На той стороне простым глазом виден был неприятель и его батарея, из которой показался молочно белый дымок. Вслед за дымком раздался дальний выстрел, и видно было, как наши войска заспешили на переправе.
Несвицкий, отдуваясь, поднялся и, улыбаясь, подошел к генералу.
– Не угодно ли закусить вашему превосходительству? – сказал он.

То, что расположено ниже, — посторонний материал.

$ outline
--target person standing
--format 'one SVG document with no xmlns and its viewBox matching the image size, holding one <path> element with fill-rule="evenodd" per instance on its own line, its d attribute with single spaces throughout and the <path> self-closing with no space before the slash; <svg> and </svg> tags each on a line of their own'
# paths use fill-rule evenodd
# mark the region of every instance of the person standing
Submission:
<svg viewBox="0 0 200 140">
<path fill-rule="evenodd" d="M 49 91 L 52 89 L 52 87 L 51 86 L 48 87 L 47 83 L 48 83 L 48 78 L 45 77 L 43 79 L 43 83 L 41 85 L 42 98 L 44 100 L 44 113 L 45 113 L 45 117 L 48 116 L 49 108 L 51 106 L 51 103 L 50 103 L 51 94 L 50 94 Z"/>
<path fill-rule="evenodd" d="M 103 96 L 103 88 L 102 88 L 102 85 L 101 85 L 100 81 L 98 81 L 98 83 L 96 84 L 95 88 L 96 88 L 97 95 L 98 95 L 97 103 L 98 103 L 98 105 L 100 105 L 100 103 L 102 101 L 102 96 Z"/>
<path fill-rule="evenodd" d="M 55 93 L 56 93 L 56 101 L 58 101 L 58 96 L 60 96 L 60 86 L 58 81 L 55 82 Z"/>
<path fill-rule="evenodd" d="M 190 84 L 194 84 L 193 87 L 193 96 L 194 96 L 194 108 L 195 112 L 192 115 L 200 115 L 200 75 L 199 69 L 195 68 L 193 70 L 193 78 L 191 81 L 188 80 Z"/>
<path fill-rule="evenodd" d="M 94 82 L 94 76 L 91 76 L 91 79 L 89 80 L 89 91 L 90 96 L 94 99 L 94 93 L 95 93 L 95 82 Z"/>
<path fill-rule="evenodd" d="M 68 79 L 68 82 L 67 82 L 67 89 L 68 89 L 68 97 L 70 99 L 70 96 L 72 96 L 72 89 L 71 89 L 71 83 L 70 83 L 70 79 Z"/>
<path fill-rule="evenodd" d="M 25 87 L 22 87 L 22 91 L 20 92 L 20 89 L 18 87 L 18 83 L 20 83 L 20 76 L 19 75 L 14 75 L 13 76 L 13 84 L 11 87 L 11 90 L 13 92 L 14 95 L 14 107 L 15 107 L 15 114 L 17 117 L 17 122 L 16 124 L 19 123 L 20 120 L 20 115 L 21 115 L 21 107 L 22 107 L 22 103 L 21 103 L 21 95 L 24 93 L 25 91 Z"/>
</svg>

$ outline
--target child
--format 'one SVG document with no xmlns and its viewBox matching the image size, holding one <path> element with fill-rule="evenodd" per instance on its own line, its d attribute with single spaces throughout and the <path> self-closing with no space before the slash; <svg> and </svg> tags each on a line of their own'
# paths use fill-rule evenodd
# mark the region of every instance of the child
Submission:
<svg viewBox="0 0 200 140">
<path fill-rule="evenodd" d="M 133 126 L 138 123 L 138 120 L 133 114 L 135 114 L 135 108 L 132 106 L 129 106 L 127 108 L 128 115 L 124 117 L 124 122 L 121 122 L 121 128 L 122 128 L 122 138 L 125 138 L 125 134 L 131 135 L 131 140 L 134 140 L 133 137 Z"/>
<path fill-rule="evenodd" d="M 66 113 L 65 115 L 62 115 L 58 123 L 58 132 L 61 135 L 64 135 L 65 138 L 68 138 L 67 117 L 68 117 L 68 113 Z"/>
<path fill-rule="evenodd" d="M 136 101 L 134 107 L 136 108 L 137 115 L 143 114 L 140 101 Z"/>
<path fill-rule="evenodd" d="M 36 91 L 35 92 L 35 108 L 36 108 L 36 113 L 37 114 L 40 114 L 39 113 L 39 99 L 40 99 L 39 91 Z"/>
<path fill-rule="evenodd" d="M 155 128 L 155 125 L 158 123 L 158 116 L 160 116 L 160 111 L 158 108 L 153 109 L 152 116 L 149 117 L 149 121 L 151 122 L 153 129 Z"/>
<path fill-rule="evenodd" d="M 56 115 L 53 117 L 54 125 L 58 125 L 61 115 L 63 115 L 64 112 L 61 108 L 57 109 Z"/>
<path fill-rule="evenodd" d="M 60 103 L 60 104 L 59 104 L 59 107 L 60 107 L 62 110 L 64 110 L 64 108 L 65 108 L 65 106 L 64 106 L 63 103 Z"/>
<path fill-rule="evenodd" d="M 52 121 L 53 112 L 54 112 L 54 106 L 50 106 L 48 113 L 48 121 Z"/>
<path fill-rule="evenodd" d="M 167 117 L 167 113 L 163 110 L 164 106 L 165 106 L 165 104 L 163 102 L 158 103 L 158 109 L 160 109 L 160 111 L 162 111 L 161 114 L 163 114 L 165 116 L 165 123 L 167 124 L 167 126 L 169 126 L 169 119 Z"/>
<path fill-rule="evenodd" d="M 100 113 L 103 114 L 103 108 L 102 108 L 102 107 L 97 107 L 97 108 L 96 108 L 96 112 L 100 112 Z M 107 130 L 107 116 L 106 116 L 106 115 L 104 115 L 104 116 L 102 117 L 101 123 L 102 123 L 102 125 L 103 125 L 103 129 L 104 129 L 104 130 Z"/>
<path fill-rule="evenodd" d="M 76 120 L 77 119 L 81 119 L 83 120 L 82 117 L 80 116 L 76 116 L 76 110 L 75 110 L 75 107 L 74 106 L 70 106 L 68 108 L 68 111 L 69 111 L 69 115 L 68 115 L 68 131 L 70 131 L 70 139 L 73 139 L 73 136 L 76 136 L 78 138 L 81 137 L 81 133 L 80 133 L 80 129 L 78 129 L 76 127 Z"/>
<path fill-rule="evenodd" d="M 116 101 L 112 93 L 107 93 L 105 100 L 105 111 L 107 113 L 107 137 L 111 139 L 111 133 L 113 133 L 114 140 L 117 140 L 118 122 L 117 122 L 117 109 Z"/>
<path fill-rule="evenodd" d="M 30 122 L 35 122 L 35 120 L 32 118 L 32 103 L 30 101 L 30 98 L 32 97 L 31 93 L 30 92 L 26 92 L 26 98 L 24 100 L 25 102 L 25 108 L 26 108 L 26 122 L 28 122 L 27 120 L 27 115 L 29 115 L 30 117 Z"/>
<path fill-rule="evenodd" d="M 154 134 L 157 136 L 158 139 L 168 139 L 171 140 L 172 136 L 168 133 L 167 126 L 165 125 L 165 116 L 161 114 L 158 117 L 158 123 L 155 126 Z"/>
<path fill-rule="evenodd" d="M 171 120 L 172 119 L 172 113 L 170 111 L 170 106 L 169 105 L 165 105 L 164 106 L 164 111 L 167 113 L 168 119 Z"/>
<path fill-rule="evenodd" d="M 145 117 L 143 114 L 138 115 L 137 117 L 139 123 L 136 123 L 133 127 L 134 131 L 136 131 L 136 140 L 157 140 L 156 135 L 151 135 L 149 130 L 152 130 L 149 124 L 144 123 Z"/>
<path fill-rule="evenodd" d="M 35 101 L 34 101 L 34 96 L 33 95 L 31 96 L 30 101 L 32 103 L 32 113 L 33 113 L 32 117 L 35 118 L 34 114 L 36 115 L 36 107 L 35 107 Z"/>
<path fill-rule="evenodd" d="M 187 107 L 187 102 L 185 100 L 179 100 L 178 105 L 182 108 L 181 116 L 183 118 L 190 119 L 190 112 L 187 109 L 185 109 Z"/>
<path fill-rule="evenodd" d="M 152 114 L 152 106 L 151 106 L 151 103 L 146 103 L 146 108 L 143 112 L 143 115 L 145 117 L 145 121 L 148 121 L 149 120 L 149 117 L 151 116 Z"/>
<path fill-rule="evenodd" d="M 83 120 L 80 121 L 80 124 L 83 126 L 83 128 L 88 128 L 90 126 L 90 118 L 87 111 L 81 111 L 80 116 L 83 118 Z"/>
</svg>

– Нехорошо дело, – сказал генерал, не отвечая ему, – замешкались наши.
– Не съездить ли, ваше превосходительство? – сказал Несвицкий.
– Да, съездите, пожалуйста, – сказал генерал, повторяя то, что уже раз подробно было приказано, – и скажите гусарам, чтобы они последние перешли и зажгли мост, как я приказывал, да чтобы горючие материалы на мосту еще осмотреть.
– Очень хорошо, – отвечал Несвицкий.
Он кликнул казака с лошадью, велел убрать сумочку и фляжку и легко перекинул свое тяжелое тело на седло.
– Право, заеду к монашенкам, – сказал он офицерам, с улыбкою глядевшим на него, и поехал по вьющейся тропинке под гору.
– Нут ка, куда донесет, капитан, хватите ка! – сказал генерал, обращаясь к артиллеристу. – Позабавьтесь от скуки.
– Прислуга к орудиям! – скомандовал офицер.
И через минуту весело выбежали от костров артиллеристы и зарядили.
– Первое! – послышалась команда.
Бойко отскочил 1 й номер. Металлически, оглушая, зазвенело орудие, и через головы всех наших под горой, свистя, пролетела граната и, далеко не долетев до неприятеля, дымком показала место своего падения и лопнула.